Paragraph 34.153 in the commission's report states that it had been flagged to the Department of Health in 1968 that Professor Meenan had conducted vaccine trials without the authorisation of the then Minister, yet nothing was done. When it comes to mother and baby homes, it was not just the State but reputable drug companies, academics and even academic journals such as the British Medical Journaland The Lancetthat were all prepared to turn a blind eye to the basic human rights of these children, purely because they were in institutions in Ireland that were not properly regulated and monitored by the State. There was a blatant policy of just ignoring consent where it could not be obtained.

Paragraph 34.122 of the commission's report states, "On 5 September 1968, Dr Coffey told Dr Burland [from Glaxo Laboratories] that she had come up against ‘the usual complications’ while trying to arrange to field-trial Glaxo’s measles vaccine in Dublin." The response from Glaxo was extremely interesting. According to the report, "Dr Burland advised Dr Coffey to liaise with Dr Hillery as 'she may be able to suggest a way in which you could overcome the problems you have encountered'." In other words, you could get around the law of the land and the refusal of the Department of Health to sanction this trial. There was a clear culture within the company, which has morphed into GSK, to circumvent the consent process.
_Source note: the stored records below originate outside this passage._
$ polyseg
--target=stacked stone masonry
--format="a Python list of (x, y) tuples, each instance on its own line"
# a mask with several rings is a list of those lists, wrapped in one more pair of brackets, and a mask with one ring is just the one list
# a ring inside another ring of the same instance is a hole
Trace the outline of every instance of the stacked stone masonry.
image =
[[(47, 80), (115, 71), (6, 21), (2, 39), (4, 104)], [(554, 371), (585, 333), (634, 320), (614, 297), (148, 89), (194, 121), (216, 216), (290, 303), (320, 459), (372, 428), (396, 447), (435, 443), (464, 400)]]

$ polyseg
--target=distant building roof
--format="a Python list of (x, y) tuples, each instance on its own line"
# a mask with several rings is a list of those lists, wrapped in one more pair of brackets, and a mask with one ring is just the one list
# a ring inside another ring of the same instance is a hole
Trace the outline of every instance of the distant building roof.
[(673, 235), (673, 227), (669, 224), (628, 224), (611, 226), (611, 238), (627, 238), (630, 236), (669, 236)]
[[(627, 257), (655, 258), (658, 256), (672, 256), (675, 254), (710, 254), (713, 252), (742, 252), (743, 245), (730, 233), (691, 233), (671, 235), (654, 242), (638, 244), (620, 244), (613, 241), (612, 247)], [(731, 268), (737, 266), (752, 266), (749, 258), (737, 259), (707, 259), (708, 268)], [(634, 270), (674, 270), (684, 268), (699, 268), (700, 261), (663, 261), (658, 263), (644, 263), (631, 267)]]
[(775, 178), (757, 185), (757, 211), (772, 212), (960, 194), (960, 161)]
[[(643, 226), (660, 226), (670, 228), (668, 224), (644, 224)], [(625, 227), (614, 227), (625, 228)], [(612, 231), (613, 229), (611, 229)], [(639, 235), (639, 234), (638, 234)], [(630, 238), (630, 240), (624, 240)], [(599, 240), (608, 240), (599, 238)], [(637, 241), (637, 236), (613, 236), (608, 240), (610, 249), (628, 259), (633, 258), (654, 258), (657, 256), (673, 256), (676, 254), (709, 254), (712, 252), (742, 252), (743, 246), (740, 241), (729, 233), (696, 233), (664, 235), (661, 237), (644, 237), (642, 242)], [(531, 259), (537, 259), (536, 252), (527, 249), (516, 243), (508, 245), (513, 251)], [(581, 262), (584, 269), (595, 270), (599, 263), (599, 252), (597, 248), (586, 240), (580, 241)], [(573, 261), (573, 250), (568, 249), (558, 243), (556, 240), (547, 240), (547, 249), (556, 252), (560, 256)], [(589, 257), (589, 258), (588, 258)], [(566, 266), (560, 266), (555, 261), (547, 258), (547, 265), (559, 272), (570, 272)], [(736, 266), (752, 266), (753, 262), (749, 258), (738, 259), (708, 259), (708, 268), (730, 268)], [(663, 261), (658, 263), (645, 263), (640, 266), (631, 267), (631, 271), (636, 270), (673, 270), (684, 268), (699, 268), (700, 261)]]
Let us not forget that there was a clear benefit not just to GSK but also to the clinicians who participated in those trials. The commission's report refers to direct financial payments. At the very least, funding was provided to research facilities that would assist the researchers in securing scientific publications. This practice, along with the scientific publication of the trials, was facilitated by ignoring basic ethical consent in vaccine trials. All these scientific publications, those directly involved in the trials and those where funding was provided indirectly and directly by the predecessors of GSK, ensured the academics had scientific publications to their name, which secured them promotions and financial benefits as a result, as well as increasing their status within the scientific community. This was also of benefit to the universities involved, namely University College Dublin and Trinity College Dublin. They benefited indirectly by using these vulnerable children as guinea pigs without consent.

GlaxoSmithKline must clarify why these experimental vaccine formulations were not placed on the market on a commercial basis. Was it because they were not effective at preventing the diseases they were supposed to prevent? If that was the case, it would have impacted on the subsequent immunity of the children involved in these studies. Were the children outside of homes, either in Ireland or the UK, subjected to the same battery of needles that the children in the homes were subjected to? There was multiple administrations of vaccine doses and multiple blood sampling procedures. I doubt very much that any child outside of these institutions, either in Ireland or the United Kingdom, was forced into being used as a human pincushion on a regular basis to the benefit of the clinicians, institutions and GSK. That company benefited financially from this research. It was happy to conduct those trials, from which they benefited, without consent. Now, it must live up to its responsibilities to these children and their families.